The Ebola virus outbreak in West Africa created a rare opportunity: New vaccines could be tested, and if they worked, serve as a firewall in future epidemics.
It now appears this chance is slipping away amid public health officials’ squabbles over the right way to test vaccines. As a consequence, there may never be a definitive answer about the vaccines’ effectiveness.

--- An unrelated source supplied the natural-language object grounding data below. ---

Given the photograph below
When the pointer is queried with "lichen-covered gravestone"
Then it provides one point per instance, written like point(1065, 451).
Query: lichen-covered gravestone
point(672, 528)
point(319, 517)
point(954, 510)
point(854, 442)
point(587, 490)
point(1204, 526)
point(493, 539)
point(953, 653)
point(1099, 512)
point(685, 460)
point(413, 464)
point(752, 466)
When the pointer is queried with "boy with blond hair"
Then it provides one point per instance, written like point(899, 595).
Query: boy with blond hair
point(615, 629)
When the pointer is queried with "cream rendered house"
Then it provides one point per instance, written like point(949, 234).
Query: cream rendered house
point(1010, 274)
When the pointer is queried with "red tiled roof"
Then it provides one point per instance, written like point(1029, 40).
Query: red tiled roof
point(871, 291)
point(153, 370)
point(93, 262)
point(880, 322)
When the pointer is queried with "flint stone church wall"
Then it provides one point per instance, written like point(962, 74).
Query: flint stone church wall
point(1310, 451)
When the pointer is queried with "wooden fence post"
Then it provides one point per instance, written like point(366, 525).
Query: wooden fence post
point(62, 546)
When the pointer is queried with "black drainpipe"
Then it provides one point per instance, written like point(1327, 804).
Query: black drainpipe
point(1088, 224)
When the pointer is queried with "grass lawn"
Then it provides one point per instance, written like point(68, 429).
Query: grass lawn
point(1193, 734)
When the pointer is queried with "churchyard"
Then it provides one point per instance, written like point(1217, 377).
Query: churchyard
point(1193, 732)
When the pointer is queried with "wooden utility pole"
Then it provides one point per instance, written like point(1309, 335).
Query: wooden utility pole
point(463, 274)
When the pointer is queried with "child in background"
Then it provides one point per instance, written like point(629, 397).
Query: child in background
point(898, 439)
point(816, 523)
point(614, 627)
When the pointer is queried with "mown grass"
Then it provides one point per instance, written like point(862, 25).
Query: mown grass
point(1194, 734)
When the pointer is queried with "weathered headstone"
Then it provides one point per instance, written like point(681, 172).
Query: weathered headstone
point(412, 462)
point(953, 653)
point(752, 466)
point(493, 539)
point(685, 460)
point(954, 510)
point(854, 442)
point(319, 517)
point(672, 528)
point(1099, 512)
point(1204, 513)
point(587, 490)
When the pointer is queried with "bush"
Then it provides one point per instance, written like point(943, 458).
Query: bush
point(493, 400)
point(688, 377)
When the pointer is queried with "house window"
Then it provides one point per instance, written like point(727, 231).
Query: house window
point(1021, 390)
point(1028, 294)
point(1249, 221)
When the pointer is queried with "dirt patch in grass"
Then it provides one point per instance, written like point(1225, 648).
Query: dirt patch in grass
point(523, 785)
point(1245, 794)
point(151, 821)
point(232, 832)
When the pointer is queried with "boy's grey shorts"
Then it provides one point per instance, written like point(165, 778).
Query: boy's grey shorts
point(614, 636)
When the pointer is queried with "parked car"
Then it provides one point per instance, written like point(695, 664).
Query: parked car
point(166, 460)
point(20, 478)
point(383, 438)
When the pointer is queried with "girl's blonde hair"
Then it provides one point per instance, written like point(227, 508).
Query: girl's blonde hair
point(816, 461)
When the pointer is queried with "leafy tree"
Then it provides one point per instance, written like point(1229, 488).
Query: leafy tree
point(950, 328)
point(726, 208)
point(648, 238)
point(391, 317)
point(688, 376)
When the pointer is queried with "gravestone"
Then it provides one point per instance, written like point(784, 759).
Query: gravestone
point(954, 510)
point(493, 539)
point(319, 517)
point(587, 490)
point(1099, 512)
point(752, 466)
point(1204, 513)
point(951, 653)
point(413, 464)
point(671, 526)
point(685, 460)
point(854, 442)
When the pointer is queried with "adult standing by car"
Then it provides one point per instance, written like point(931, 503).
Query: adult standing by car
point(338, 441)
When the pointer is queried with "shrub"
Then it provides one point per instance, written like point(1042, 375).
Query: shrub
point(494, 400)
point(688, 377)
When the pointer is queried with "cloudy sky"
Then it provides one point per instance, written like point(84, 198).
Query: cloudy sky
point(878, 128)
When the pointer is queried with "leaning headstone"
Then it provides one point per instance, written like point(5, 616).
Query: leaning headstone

The study generally regarded as the most scientifically solid, which is run by the U.S. National Institutes of Health, began in Liberia but is struggling as new Ebola cases have subsided. The other studies, in Guinea and Sierra Leone, fall short of the scientific gold standard—a randomized, placebo-controlled study—partly because some medical officials have opposed giving a placebo to anyone at risk for the deadly disease. As a result, this outbreak could end without the vaccines’ being rigorously tested.
“I don’t see how it’s going to happen unless our trial gets expanded,” said Dr. H. Clifford Lane, deputy director of the NIH’s National Institute of Allergy and Infectious Diseases (NIAID), who is helping to lead the trial in Liberia. He said expanding the study to Guinea, or perhaps Sierra Leone, “is the right thing to do.”
Just this week, following inquiries by The Wall Street Journal, the World Health Organization said it and the government of Guinea will allow the NIH study to expand there. However, a senior Guinean health official said in an interview that no such decision has been made. Some other doctors in the Guinea trial oppose NIH study expansion into Guinea because it might harm their own research.